Though the total round trip hike is only about 2 miles, plan at least an hour each way for the journey. Starting at the far end of town closest to the cliffs, visitors can access the trail at street level.
You can visit Tepozteco from 10 am to 6 pm. Admission to climb the temple is roughly $3, paid to the park rangers stationed at the top.
Like most Mexican towns, a regular daily market offers typical wares. But on Wednesdays and Sundays, this central market transforms into one of the largest regional artisanal markets outside of Mexico City.
Wednesdays, the market is similar to a farmer’s market with a delicious array of produce and regional specialities. Typical of this town, a vast selection of gems, ceremonial herbs, and other spiritual or mystic items are also sold here. One of my favorite merchants was a woman selling a large variety of copal, a sweet resin made of tree sap used as incense in traditional pre-Hispanic ceremonies. On Sundays, local handicrafts, such as baskets, musical instruments, and textiles are plentiful.
It’s best to visit the market between 11 am and 4 pm when most stalls are in operation. On the weekends, it is recommended to shop before 2 and expect crowds as visitors from all over the region bus in to shop at this market.
While a few upscale, trendy eateries and rooftop bars have sprung up in Tepoztlán, many of the restaurants are family-run eateries highlighting some of the region’s favorite comida típica. As a town geared towards preservation of cultural traditions, it’s also a great destination for trying pre-Hispanic foods.
Breakfast is a treat here as you can enjoy a variety of tamales, enchiladas and quesadillas made alongside cafe de olla, a traditional Mexican coffee beverage prepared in a special clay pot. And if you’re seeking an actual sweet treat, Tepoztlán is renown for its specialty homemade ice creams, with over 130 flavors found in town featuring various regional and exotic flavors.
But if you eat only once in Tepoztlán, do it at the market’s Pre-Hispanic food stall. Here you’ll find plant-based delicacies created from traditional herbs, seeds, fruit, and vegetables. Though I didn’t expect much in the way of flavor, I was blown away by the intricacies created with such simple foods. Of all the food stalls I have eaten at in Mexico, this is one I have made a priority to visit again.
For an extended stay
Tepoztlán is a wonderful place to kick back and relax. In town and the surrounding communities, several small inns and wellness resorts have sprung up catering to a range of travelers.
Staying overnight, you may have the opportunity to enjoy a traditional temazcal ceremony. The temazcal is a pre-Hispanic sweat lodge used in a curative ritual to treat various ailments and support overall wellness and restoration.
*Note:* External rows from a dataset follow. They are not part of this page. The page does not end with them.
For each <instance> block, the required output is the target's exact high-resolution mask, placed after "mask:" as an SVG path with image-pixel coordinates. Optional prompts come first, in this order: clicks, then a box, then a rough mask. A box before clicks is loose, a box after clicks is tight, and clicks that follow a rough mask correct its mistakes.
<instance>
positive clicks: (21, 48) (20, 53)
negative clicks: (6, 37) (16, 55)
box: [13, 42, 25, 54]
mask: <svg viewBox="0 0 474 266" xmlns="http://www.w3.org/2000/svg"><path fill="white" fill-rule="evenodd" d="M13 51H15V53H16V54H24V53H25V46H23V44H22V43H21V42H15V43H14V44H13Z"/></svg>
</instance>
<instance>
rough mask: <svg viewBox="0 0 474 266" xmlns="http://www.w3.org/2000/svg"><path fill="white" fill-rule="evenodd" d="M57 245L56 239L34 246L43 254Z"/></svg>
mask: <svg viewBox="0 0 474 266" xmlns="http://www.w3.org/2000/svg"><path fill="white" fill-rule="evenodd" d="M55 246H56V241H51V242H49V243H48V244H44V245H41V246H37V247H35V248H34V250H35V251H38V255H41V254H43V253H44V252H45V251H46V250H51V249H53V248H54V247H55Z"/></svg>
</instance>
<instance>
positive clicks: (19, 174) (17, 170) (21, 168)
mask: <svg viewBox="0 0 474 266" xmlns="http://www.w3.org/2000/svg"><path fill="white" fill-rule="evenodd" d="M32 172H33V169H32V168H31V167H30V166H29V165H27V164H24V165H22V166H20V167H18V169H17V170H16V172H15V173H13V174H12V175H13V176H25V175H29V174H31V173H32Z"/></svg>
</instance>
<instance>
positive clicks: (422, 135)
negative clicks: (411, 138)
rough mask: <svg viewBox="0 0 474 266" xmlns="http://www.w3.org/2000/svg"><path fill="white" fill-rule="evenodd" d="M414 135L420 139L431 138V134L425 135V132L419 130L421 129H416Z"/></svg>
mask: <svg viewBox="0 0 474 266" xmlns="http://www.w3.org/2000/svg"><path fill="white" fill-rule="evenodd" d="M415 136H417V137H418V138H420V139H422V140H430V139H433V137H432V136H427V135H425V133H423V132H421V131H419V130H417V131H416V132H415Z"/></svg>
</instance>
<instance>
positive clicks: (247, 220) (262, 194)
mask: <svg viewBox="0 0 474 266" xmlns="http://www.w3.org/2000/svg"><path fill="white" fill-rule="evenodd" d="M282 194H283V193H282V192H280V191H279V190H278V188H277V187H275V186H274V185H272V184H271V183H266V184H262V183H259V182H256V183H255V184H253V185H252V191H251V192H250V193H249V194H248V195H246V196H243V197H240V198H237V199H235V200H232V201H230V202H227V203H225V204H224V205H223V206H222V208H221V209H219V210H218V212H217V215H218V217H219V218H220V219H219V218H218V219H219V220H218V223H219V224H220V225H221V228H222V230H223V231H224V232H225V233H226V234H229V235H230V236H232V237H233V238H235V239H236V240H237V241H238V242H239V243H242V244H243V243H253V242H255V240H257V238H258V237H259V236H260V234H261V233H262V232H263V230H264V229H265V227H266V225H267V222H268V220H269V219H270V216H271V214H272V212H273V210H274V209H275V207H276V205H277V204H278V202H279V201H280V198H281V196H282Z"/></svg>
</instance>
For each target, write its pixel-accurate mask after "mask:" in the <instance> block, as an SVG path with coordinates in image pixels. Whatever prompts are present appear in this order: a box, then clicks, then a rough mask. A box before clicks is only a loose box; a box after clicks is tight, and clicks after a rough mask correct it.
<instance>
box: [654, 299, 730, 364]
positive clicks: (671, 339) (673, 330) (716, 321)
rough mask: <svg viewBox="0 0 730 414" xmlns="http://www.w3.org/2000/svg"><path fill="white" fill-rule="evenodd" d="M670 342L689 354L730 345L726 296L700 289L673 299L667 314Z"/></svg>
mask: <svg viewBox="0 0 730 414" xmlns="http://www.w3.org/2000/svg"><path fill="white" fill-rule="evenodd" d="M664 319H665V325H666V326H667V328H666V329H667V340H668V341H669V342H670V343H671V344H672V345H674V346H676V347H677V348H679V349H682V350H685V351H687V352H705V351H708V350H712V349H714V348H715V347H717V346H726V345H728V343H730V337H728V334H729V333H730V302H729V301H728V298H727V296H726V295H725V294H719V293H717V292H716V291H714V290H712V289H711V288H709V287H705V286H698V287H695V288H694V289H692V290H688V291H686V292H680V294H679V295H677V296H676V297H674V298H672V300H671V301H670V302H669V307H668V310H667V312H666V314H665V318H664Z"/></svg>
Given Tepoztlán’s spiritual importance in Mexico, this unique opportunity is available through various local venues with shamanic healers.
Tepoztlán travel tips
Getting to Tepoztlán: this is convenient and cheap via public bus leaving Mexico City’s Taxqueña station. Once in Tepoztlán, it is best to take a taxi to the center of town, as the walk navigates many twists and turns that could be dangerous for pedestrians.
Money: Bring pesos. Few restaurants accept cards and you will need cash at the market. One ATM is available next to the restaurant, El Chile Gallo, but may not be reliable.
Safety: With increasing reports of violence in the surrounding areas of Morelos state, many people advise against travel in the state. However, Tepoztlán is frequently visited by tourists. I found the town to be friendly and welcoming and the journey from Mexico City was easily made.